There used to be a time when alchemists were the right hand man of kings and emperors. The promise, whether fulfilled or not, of manufacturing
gold almost out of thin air that would aid the royal or imperial treasure chests was always appealing and was an opportunity not to be missed, even if the alchemist’s proper credentials were not always in place. If an alchemist were not invited to the royal court, he might move onwards to another king, and bestow his skills on a competing royal – a risk too dangerous for most to take.

But where is alchemy in the 21st century? The notion of a man playing with the elements in his laboratory, trying to concoct gold from “baser elements” might seem like a dinosaur from a lost era, as today, we should know – as science has shown to us – that such alchemical transformations are impossible. Right? And therefore, we no longer find alchemists taking up cabinet positions or influencing the Obamas and Putins of this world. Or if it happens, at least not in public.

What happened? My suggestion would be that alchemy became irrelevant. However, do not get me wrong, I also believe that alchemy has been proven to be true at the same time that it disappeared. It is merely the case that we might have failed to notice this.

As the science of alchemy was so nebulous for so many centuries, the term has come to mean so many things.

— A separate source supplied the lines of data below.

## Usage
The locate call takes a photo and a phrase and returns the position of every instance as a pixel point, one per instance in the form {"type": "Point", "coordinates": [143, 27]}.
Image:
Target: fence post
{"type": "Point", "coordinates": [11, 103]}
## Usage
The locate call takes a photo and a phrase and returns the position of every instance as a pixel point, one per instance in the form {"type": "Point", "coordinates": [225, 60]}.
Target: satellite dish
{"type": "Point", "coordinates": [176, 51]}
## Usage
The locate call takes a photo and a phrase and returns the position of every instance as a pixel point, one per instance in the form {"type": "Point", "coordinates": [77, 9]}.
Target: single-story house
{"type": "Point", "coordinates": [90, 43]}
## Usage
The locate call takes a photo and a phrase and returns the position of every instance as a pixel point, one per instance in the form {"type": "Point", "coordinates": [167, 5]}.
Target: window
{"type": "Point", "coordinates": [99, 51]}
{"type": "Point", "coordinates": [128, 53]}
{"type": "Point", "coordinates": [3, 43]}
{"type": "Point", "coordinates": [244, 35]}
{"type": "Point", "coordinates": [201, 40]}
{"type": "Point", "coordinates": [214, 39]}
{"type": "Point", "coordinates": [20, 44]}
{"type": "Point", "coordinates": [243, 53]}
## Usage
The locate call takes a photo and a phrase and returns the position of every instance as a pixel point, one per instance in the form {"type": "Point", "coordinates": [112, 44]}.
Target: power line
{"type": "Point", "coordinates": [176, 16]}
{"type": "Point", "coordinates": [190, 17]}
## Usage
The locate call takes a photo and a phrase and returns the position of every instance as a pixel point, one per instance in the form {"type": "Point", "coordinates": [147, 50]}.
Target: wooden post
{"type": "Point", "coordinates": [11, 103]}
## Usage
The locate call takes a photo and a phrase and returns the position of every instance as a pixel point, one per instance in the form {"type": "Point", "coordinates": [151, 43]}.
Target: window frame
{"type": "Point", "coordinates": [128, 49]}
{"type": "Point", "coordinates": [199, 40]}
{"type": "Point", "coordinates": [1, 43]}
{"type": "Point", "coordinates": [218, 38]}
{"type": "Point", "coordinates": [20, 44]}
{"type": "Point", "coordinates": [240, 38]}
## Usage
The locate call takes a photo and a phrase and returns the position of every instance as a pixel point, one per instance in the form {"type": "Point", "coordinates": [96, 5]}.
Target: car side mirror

But most will agree that alchemy is about the transformation of our reality, the elements, through certain means. This knowledge was apparently passed down through secret(ive) schools, maybe from the time of the Ancient Egyptians onwards. At the core is the belief that “prime matter”, the atoms, which are all around us, can be transformed into something far more than what the laws of physics claim or manifest. For the ancient Egyptians, it was the creator deity, Atum – hence the name atom – who had created the universe and everything in it.

The conclusion that our reality is largely a thought construct, is precisely what quantum physics in the first half of the 20th century proved. It revealed that below the layer of what we see, is a sea of quantums, which can be influenced by thought. And this conclusion is precisely the evidence alchemy sought for thousands of years. But it is also the single event that apparently made alchemy obsolete. Somehow, the importance of the interconnected of those two events seems to have gone unnoticed by all, most of all, it seems, the alchemists themselves.

But not all. Dennis Hauck is a practicing alchemist with his own laboratory. He states that he refuses to photograph or videotape or let people in the part of his laboratory where he stores his original substances (which he will transform as part of his alchemical processes), as the alchemist tradition states that if someone were to merely look at their container, those thoughts will have an outcome in the alchemical experiment to be performed. This tradition – which Hauck follows to this very day – is clearly linked with the conclusions drawn by quantum physics, which is that thought influences matter: we can influence the outcome. And that is precisely the alchemical premise adhered to by thousands of alchemists throughout the ages.

Alchemy flourished when Christianity was all about making sure that there was a priest as an intermediary between you and experiencing the divine. That man would dabble in trying to alter God’s creation was an even worse sacrilege, if not demonic. Today, though mainstream science has popularly won the war with organized religion, it nevertheless has placed the same scorn on alchemy the Pope had used. Even though quantum physics is a proper science, “Science” as such likes to put it in the corner.

And so, one might say, alchemy was proven by quantum physics, but at the same time, quantum physics has made alchemy obsolete. Maybe. A succinct overview of modern alchemy definitely suggests that the modern alchemists’ preoccupations are isolated and somewhat outdated – without a proper context. Equally, I believe that quantum physics could learn more about itself if alchemists understood the new paradigm better and tried to see what their discipline could add to this modern science. This resulting synergy would be for the mutual benefit of both. For it is clear that whereas quantum physics talks a great talk, the great… alchemical transformations that this science preaches as gospel and knows to be true, have had little to no real applications for the common people, who would be in awe if they could see some of the magic that quantum physics holds to be true. Seeing is believing.

And so, on the one hand, we have a scientific discipline that knows the truth, but seems unable to visualize it, and alchemy, deemed to be a non-science, but specifically preoccupied with manifesting quantum physics into our reality and visualizing it. Is alchemy dead? No; like the phoenix, it has transformed itself into a new science, quantum physics.